Мальчишки, как по команде, смотрят на дедов шрам, он тянется по щеке к правому уху.
— Пуля со скользом прошла, — поясняет дед, — а то бы каюк, записывай в упоминанье. Пополз я. Ползу, а голова кругом идет. Полежу, отдышусь и опять ползу. Добрался до своего огорода, отлежался, брякнул старухе в оконце, перепугал ее до смерти. Чуть родимчик с ей не приключился. Митрий, говорю ей, Подмиглазов в тот мир отошел, а она не слухает, крестится, молитву творит, думает, я с загробной жизни явился. Едва втолковал, что жив я — не покойник. Спрятала она меня в бане под полком, а через день и наши пришли, партизаны. А Карюху-то пристрелили колчаки, аспиды. Выходит, здря муки принимал.
Данилка слушает деда и видит памятник на увале, туда в мае носят венки. Под обелиском братская могила тех, кто боролся за Советскую власть. Слушают мальчишки деда и не ведают, что предстоит им воевать в самой жестокой из войн. Наглядятся они страданий человеческих, будут биться насмерть с лютым врагом, который захочет отобрать вот это поле, это озеро, эту тишину, и двое из сидящих сейчас у костра останутся лежать в чужой земле, вдали от родимых мест.

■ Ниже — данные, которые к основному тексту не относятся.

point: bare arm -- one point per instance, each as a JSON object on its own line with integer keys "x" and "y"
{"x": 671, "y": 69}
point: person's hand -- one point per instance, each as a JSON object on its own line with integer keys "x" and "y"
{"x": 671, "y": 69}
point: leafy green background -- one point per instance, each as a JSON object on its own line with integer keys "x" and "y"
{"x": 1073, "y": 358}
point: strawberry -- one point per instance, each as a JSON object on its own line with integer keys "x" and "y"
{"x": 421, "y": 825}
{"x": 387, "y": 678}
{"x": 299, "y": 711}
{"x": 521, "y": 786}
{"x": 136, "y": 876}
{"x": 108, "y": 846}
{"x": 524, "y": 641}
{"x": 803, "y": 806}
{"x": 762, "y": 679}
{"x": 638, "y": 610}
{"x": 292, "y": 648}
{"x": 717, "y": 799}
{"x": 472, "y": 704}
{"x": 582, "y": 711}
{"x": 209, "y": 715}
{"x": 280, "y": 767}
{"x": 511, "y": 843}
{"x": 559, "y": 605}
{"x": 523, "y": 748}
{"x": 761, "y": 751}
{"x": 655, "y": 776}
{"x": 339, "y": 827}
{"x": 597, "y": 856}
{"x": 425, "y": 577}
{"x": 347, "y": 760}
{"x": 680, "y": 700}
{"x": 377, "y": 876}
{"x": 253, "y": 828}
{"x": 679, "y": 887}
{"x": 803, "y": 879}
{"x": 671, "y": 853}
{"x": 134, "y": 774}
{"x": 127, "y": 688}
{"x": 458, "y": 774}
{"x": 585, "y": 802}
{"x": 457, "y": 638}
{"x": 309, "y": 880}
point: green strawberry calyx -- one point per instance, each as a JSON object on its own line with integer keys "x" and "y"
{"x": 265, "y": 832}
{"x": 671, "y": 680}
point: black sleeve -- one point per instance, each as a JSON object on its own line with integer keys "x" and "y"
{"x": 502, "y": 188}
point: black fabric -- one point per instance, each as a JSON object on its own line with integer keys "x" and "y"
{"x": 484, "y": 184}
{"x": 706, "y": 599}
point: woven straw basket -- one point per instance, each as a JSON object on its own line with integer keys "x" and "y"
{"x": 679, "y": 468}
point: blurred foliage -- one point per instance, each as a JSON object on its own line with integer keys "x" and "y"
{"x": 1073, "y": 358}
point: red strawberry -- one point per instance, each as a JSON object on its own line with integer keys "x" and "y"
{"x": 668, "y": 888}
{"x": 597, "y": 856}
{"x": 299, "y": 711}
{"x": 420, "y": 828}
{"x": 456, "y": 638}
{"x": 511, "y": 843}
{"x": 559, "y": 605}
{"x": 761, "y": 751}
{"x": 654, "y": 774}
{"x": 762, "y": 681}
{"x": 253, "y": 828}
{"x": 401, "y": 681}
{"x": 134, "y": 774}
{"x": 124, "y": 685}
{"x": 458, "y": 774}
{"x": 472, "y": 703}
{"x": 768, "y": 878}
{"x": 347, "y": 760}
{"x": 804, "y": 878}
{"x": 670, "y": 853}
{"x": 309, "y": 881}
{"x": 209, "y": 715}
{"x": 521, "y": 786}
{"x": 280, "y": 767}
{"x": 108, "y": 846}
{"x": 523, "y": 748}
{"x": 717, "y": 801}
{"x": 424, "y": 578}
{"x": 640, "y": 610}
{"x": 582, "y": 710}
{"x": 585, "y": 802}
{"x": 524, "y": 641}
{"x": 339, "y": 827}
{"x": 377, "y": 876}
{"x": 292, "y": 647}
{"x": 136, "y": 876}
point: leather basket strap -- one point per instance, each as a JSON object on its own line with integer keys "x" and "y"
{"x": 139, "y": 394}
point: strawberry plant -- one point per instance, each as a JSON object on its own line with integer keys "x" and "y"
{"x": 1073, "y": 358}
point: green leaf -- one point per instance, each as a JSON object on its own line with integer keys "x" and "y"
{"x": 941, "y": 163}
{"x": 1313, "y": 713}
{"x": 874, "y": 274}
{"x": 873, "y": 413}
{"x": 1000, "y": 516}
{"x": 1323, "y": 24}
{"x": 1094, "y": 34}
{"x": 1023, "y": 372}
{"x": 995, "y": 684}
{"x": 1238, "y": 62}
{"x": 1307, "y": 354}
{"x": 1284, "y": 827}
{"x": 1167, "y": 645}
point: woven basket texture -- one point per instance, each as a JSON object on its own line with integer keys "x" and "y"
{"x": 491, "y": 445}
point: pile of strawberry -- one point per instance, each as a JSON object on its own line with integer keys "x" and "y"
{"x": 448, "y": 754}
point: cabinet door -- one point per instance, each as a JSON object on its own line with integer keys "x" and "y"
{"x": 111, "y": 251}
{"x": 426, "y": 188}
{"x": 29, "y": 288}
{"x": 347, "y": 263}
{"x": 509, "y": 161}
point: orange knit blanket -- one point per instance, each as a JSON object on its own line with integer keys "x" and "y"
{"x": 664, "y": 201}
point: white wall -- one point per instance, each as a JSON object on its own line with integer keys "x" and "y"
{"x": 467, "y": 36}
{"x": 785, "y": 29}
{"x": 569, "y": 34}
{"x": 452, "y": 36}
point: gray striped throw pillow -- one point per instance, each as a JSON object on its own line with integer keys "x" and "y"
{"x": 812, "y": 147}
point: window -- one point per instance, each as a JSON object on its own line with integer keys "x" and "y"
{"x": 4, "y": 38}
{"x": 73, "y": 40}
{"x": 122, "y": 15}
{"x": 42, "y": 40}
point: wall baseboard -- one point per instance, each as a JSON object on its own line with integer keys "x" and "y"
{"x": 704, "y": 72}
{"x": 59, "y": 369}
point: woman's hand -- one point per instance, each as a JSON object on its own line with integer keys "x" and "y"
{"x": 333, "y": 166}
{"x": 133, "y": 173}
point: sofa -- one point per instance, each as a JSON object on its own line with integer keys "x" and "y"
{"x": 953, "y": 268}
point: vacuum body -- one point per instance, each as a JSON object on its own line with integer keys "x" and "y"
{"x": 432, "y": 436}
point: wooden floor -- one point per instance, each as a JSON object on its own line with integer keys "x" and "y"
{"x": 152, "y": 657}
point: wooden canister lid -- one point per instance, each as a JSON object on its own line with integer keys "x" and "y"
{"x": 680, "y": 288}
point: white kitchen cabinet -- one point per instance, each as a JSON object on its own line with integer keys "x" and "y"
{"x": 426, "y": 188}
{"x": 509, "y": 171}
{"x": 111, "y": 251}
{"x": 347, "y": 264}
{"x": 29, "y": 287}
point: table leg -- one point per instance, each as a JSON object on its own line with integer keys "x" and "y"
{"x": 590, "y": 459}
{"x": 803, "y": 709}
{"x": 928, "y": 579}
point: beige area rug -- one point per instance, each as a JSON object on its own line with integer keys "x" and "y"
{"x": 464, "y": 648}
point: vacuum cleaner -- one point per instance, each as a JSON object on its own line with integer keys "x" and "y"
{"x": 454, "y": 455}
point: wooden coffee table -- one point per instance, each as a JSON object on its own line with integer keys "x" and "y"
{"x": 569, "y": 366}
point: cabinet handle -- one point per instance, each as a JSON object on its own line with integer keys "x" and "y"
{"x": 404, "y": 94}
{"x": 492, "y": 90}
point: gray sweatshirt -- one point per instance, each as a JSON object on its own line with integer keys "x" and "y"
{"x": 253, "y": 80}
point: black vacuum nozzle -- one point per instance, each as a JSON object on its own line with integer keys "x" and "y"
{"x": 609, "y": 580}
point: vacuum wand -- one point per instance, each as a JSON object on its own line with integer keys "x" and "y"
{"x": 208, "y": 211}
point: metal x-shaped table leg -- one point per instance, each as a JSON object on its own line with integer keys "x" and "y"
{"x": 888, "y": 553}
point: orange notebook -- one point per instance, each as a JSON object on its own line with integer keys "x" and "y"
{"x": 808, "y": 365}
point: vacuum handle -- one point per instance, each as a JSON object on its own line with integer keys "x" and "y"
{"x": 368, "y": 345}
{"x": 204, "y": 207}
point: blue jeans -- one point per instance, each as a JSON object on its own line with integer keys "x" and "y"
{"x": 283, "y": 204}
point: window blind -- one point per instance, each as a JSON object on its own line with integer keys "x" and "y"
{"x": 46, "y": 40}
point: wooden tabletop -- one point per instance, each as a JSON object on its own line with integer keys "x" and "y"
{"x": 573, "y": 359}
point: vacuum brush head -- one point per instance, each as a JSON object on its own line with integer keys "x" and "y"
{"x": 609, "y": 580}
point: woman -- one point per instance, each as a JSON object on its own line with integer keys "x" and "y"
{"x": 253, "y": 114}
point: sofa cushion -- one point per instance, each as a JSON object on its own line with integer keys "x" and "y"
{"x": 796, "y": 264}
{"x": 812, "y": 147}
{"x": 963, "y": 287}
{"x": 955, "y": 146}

На лугу фыркают кони и грузно прыгают со спутанными ногами. На той стороне виден костер косарей, латунной дорожкой отсвечивает он на озерной глади. Перестали звенеть в траве кузнечики, умолкли птицы.
На землю пала ночь.
Из тьмы, как привидение, появляется Серко. Ребята вздрагивают. Старый мерин кладет непомерно большую голову на плечо деду. Савостий гладит ему храп. Мерин закрывает глаза, благодарно принимая ласку. Серко — заслуженный конь. Ребята знают, что в гражданскую войну носил он лихого красного командира. И ухо у Серка отсечено в бою, и на крупе заплывшие рубцы от сабельных ударов. Уносил он с поля боя раненого хозяина своего, а за ним гнались враги, чтобы в плен взять молодого командира. Рубили беляки Коню круп, пытаясь достать до лежащего без памяти в седле командира. Командир тот молодой — Данилкин отец. С гражданской вернулся он на Серке, и с тех пор конь на райисполкомовской конюшне.
— Ну ступай, ступай. — Дед говорит ласково. — Попасись, трава-то ноне сладкая.